Sörgel untersucht nicht nur die rechtliche Implementation in die universitäre Ausbildung (auf bundesrechtlicher und landesrechtlicher Ebene einschließlich der Angebote an Grundlagenfächern an ausgewählten Universitäten – allein dies macht einen großen Teil der Studie aus), sondern er hat auch versucht, empirisches Material über die tatsächliche Belegung der Grundlagenveranstaltungen zu gewinnen. Die ermittelten Zahlen sind naturgemäß sehr selektiv.

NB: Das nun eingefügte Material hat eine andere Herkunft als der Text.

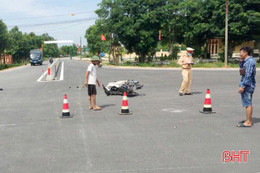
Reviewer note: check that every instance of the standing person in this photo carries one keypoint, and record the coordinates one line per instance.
(186, 61)
(247, 84)
(91, 81)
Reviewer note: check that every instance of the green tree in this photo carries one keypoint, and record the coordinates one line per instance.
(49, 50)
(93, 36)
(134, 22)
(3, 37)
(69, 50)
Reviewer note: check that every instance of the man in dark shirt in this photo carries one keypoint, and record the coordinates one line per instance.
(247, 84)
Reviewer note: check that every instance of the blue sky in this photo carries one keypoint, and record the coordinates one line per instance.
(27, 14)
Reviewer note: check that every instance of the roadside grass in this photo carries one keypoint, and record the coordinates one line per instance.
(6, 66)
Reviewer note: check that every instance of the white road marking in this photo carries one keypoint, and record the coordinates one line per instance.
(3, 125)
(45, 74)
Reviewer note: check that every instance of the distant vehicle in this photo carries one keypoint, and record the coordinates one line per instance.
(36, 57)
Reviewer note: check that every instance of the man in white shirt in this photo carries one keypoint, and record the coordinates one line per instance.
(91, 82)
(186, 62)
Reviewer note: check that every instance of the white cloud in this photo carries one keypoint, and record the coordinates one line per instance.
(29, 8)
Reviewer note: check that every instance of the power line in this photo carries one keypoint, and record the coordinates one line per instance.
(55, 29)
(54, 23)
(59, 15)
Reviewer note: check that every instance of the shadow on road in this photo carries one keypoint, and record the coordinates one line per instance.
(255, 120)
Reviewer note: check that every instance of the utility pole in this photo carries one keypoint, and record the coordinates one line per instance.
(226, 35)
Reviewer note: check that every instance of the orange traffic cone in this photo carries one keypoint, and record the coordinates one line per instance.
(125, 109)
(65, 110)
(207, 104)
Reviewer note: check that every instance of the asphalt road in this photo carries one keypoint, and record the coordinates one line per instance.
(165, 134)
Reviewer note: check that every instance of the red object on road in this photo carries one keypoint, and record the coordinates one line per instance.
(49, 71)
(103, 37)
(207, 104)
(125, 108)
(65, 110)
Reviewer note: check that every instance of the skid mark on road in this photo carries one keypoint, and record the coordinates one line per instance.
(4, 125)
(173, 110)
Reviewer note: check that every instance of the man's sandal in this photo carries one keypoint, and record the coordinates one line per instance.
(97, 108)
(242, 125)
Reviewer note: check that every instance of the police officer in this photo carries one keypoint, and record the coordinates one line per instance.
(186, 62)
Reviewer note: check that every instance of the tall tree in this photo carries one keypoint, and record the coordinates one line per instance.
(49, 50)
(3, 37)
(134, 22)
(93, 37)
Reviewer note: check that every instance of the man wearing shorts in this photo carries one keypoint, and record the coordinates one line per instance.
(91, 81)
(247, 84)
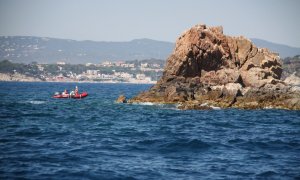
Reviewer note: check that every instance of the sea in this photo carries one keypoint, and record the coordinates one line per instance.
(96, 138)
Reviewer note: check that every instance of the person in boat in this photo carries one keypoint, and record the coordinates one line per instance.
(76, 91)
(65, 92)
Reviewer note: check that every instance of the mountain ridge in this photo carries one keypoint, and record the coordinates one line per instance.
(28, 49)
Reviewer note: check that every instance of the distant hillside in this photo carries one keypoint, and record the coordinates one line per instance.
(283, 50)
(28, 49)
(50, 50)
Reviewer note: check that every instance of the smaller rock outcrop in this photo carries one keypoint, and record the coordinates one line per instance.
(121, 99)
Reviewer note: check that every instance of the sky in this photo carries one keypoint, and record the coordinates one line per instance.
(165, 20)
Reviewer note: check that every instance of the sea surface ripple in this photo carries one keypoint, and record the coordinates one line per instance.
(96, 138)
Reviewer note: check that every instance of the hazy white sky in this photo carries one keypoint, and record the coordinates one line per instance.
(123, 20)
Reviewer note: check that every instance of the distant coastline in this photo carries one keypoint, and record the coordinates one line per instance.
(5, 77)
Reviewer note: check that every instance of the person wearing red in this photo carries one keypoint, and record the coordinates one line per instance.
(76, 91)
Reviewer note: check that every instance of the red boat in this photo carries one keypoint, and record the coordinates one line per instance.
(77, 96)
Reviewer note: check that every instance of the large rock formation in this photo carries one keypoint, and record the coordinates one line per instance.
(208, 67)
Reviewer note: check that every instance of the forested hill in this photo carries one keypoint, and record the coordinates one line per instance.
(27, 49)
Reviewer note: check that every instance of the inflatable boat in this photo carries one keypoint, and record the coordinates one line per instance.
(74, 96)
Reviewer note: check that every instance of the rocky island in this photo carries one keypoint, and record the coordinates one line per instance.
(208, 68)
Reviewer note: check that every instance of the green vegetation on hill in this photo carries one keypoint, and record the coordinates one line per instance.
(45, 70)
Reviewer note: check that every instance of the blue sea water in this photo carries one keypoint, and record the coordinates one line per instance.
(96, 138)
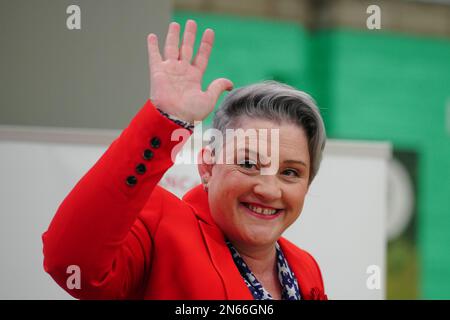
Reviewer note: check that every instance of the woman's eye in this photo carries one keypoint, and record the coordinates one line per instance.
(247, 164)
(291, 173)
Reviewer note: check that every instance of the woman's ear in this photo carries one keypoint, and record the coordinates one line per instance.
(205, 163)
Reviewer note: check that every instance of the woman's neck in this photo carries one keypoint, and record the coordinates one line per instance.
(260, 260)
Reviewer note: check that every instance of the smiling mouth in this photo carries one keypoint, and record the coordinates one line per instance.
(261, 212)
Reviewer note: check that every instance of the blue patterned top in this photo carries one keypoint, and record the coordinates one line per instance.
(289, 285)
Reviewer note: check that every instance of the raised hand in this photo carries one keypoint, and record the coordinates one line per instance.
(175, 80)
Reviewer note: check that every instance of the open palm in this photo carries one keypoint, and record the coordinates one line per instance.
(176, 81)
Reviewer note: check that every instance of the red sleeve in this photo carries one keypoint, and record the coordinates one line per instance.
(97, 226)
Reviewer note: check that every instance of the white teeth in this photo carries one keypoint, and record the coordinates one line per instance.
(261, 210)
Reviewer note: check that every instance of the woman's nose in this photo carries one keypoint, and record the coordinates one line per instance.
(267, 189)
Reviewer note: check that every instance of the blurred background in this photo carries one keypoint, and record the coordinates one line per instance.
(389, 84)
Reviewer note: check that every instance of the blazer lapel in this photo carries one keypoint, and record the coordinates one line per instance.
(298, 266)
(234, 285)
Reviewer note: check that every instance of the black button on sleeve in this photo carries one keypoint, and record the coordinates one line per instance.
(155, 142)
(148, 154)
(141, 168)
(131, 181)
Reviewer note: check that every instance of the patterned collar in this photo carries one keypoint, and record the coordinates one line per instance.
(287, 278)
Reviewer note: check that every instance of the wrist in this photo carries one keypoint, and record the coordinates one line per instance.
(183, 123)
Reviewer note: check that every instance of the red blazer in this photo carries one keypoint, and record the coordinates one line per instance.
(141, 241)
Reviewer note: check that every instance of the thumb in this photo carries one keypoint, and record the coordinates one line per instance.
(217, 87)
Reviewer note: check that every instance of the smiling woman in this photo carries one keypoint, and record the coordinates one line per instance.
(132, 239)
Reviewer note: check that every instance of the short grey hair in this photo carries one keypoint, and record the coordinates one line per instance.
(278, 102)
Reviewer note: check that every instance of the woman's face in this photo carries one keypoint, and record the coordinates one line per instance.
(242, 200)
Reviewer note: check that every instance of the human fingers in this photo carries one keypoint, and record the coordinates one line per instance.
(171, 50)
(154, 54)
(187, 46)
(204, 50)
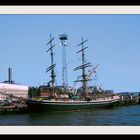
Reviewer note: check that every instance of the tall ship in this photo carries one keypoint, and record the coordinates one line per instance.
(60, 98)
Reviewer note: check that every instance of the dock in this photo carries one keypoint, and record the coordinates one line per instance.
(19, 108)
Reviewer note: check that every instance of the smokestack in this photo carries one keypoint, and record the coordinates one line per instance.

Die wichtigsten Ergebnisse dieser faktenreichen und bisweilen etwas zahlenseligen Studie lassen sich auch als Erklärung der aktuellen Situation lesen. Das Interesse der Studierenden an den Grundlagenfächern ist – gemessen an der Ausnutzung von Wahlmöglichkeiten wie den Wahlfächern oder Schwerpunktbereichen – nahezu gleichbleibend gering, wobei die rechtsgeschichtlichen Fächer noch am beliebtesten sind. Das | Wahlverhalten hängt natürlich von dem Angebot der Fakultäten ab – und hier ist eine wichtige Beobachtung, dass die Nachfrage nach den Grundlagenfächern offenbar steigt, wenn das Angebot differenzierter ist. Die größte Anziehungskraft dürfte von guten Lehrern ausgehen, die es verstehen, für ihr Fach zu begeistern. Schließlich hängen studentisches Wahlverhalten und universitäre Fächerpalette von den gesetzlichen Weichenstellungen ab. Wiederholt weist Sörgel darauf hin, dass der Stoff des Curriculum nicht zwingend Prüfungsstoff im Examen war. Auch für das reformierte Studium und damit für die Einführung der examensrelevanten Schwerpunktbereiche gilt diese Inkongruenz weiterhin. Allerdings ergeben sich im staatlichen Teil der ersten Prüfung Spielräume für die Klausurensteller und die Prüfer im Mündlichen, die geschichtlichen, philosophischen, soziologischen Bezüge des Rechts einzubeziehen; die Universitäten können die Grundlagenfächer durch die Konturierung und inhaltliche Zusammenstellung der Schwerpunktbereiche stärken; der Rahmen, den die Juristenausbildungsgesetze lassen, ist weit. Vergegenwärtigt man sich diese Ausgangslage, kommt man nicht umhin, festzustellen: Die Konjunktur der Grundlagenfächer liegt zu einem Gutteil in der Hand der Fakultäten. Sie können den Studienstoff auf ein wissenschaftliches Fundament stellen. Für die Betreuungsrelation, von der das Gelingen der Lehre besonders abhängt, gilt das freilich nicht im selben Maße.